CSUTCB
- Founded: 1979
- Headquarters: La Paz, Bolivia
- Location: Bolivia;
- Affiliations: COB

= Unified Trade Union Confederation of Peasant Workers of Bolivia =

Bolivian trade union

The Unified Trade Union Confederation of Peasant Workers of Bolivia (Confederación Sindical Única de Trabajadores Campesinos de Bolivia; CSUTCB) is the largest peasant union confederation in Bolivia.

The CSUTCB was formed in 1979 in opposition to government-sponsored peasant unions, and immediately replaced the National Confederation of Peasant Workers of Bolivia. Under the leadership of the Túpac Katari Revolutionary Movement, the CSUTCB became an independent organization. The CSUTCB became involved in the Bolivian Workers' Center labor federation and (because of the decline of the miners' federation) became a leading force in the COB. Through the CSUTCB's pressure, the COB moved beyond a purely class-based focus to address indigenous demands, as well.
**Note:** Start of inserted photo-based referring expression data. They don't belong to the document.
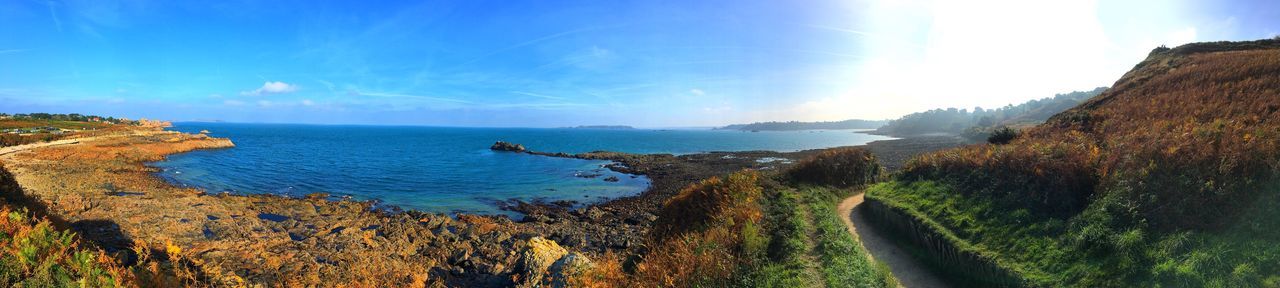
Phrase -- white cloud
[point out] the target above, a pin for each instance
(272, 87)
(536, 95)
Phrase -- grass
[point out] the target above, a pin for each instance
(1169, 179)
(37, 255)
(1082, 252)
(745, 231)
(810, 246)
(844, 261)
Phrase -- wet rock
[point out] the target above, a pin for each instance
(617, 241)
(507, 146)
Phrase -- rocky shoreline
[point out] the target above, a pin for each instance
(104, 190)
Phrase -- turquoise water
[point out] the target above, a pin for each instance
(442, 169)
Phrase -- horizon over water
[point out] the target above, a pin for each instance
(448, 169)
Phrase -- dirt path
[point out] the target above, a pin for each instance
(908, 272)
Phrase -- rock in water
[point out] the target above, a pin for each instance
(507, 146)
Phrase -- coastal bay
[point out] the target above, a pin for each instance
(103, 188)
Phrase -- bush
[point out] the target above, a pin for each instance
(702, 238)
(1052, 179)
(837, 168)
(1002, 135)
(708, 204)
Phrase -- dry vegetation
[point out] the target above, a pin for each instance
(749, 231)
(1150, 183)
(702, 238)
(839, 168)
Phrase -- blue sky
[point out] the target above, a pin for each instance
(568, 63)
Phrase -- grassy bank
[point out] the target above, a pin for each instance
(810, 247)
(752, 229)
(1079, 252)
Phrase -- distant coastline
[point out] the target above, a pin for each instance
(805, 126)
(602, 127)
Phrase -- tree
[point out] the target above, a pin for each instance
(1002, 135)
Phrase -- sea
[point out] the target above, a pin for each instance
(448, 169)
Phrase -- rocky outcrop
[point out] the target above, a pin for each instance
(507, 146)
(545, 264)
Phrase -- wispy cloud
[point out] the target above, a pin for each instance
(53, 14)
(410, 96)
(525, 44)
(536, 95)
(840, 30)
(272, 87)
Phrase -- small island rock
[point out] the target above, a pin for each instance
(507, 146)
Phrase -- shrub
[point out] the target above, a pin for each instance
(37, 255)
(839, 168)
(708, 204)
(1052, 179)
(1002, 135)
(702, 238)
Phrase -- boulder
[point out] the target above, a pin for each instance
(507, 146)
(567, 268)
(547, 264)
(536, 260)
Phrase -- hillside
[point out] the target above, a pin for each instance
(979, 122)
(805, 126)
(1170, 178)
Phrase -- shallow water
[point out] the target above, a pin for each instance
(447, 169)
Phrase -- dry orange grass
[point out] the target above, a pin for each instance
(1193, 135)
(700, 238)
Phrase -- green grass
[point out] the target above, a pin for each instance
(810, 247)
(1095, 248)
(37, 255)
(845, 263)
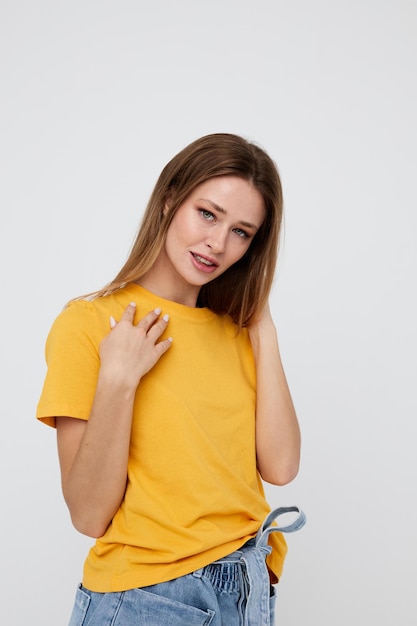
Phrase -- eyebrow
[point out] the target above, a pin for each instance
(222, 210)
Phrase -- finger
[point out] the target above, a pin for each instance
(129, 313)
(149, 320)
(156, 330)
(163, 346)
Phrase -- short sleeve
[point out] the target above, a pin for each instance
(73, 361)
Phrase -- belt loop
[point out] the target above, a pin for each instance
(266, 529)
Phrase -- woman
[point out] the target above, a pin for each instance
(153, 385)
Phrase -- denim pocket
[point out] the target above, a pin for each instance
(149, 609)
(81, 604)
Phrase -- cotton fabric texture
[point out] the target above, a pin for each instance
(193, 491)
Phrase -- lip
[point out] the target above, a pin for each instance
(201, 266)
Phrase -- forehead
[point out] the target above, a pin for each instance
(233, 196)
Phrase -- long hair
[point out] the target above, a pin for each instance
(243, 289)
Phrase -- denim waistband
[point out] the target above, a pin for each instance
(245, 569)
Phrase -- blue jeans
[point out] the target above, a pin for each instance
(233, 591)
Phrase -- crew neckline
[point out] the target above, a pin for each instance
(168, 306)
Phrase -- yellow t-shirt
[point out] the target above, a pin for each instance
(193, 492)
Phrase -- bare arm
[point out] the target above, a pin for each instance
(93, 455)
(277, 430)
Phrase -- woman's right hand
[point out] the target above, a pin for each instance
(94, 455)
(130, 350)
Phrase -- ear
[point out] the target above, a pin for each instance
(168, 203)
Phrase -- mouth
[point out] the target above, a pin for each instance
(203, 263)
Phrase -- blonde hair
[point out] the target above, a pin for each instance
(243, 289)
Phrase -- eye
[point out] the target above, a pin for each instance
(241, 233)
(207, 215)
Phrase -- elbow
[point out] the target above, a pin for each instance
(89, 525)
(89, 528)
(279, 475)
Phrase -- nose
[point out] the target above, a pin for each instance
(217, 241)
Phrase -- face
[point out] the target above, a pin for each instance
(210, 231)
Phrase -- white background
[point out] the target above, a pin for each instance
(96, 97)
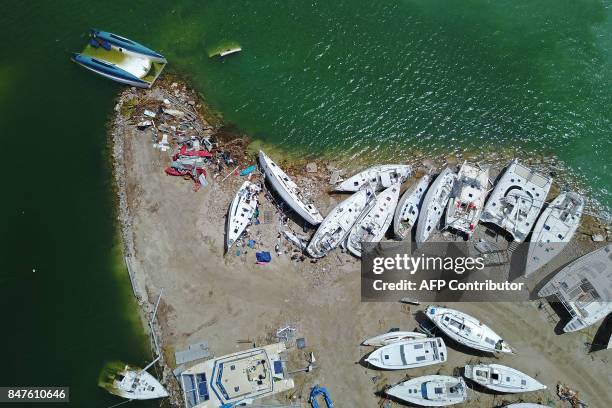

During the 1990s the CSUTCB moved beyond its support base of Aymara-speaking indigenous people, bringing Guaraní- and Quechua-speaking indigenous into its ranks. The CSUTCB played a significant role in the series of demonstrations that brought down President Carlos Mesa in 2005. The CSUTCB has supported nationalisation of Bolivia's natural gas reserves and opposed water privatization. The CSUTCB was a founding member of the Pact of Unity supporting the Evo Morales government.